И то стального, рельсового цвета или травянисто-зеленого одиночество, которое особенно ощутилось в вечерней гостинице, среди глухо поредевших останкинских рощ, обратило к памяти и об этом наставнике, друге матери, и поныне нередко заходившем разложить пасьянс вместе с ней.
— Ты где? — спросил Франц Францевич, когда Савинов позвонил ему по телефону.
— В Москве.
— Придешь?
— Завтра утром поеду к маме, а потом к вам, если будете дома.
— Я теперь всегда дома. Мой батистименто на якоре.
Франц Францевич был тоже в числе тех, кого он, Савинов, порастерял за два года, и с некоторым угрызением совести он вспомнил, что лишь однажды послал ему открытку к Новому году, а тот, наверно, ждал его писем.
Сосед по номеру спал на своей постели, прочитанная газета лежала на полу, и Савинов поднял ее, просмотрел, от мерного дыхания спящего стало скучно, и он снова вышел из номера. В холле третьего этажа несколько человек сидели у телевизора, передавали футбольный матч, и Савинов тоже подсел, дождался, когда матч закончился победой два — ноль для одной из команд, затем волоокая дикторша объявила концерт, но концерта слушать не хотелось, и Савинов вернулся в номер.
— Погуляли? — спросил проснувшийся тем временем сосед. — А мне завтра с утра в Министерство культуры, так что пораньше залег.
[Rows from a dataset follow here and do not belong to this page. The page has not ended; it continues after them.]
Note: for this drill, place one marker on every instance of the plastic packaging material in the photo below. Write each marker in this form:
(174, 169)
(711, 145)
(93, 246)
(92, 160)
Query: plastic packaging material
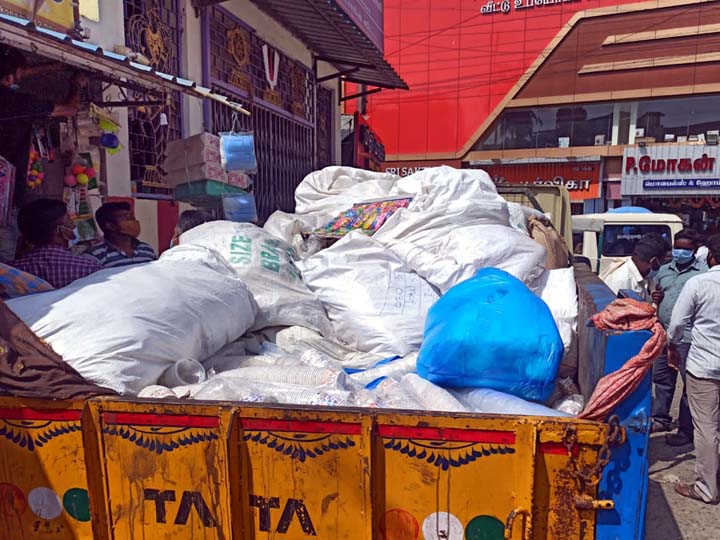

Можете читать сколько угодно, мне свет не мешает.
Утром Савинов поехал к матери, еще в дверях она сказала: «Мишенька мой!», стала целовать в лоб и щеки, а потом отерла их тылом руки...
— Ну что ты, мама, — сказал он, морщась от некой душевной боли, но она плакала.
— Как же так получилось, Мишенька? Сказал Леле, что всего на три месяца уезжаешь, а скоро два года, как тебя нет.
— Я Леле написал в свое время, только она не ответила, — сказал он неуверенно.
— А что могла она ответить, приходила ко мне, и так по душе она была мне... и я тоже ничего о тебе сказать не могла. И зачем только понесло тебя, в Москве ты все нашел бы для себя!
— Теперь что об этом говорить, — сказал он хмуро. — Мало ли как складывается у человека.
Все в комнате матери было своим: и старинный комод с зеркалом на нем и восковыми цветами флёрдоранжа, оставшимися у матери с ее свадьбы, и горячий кофейник на столе, прикрытый вязаным петухом, а больше всего своим — она, мать, с ее добрыми, бледно-голубыми глазами, седой головой и непросохшими полосками слез на щеках...
— Теперь что об этом говорить! — повторил он.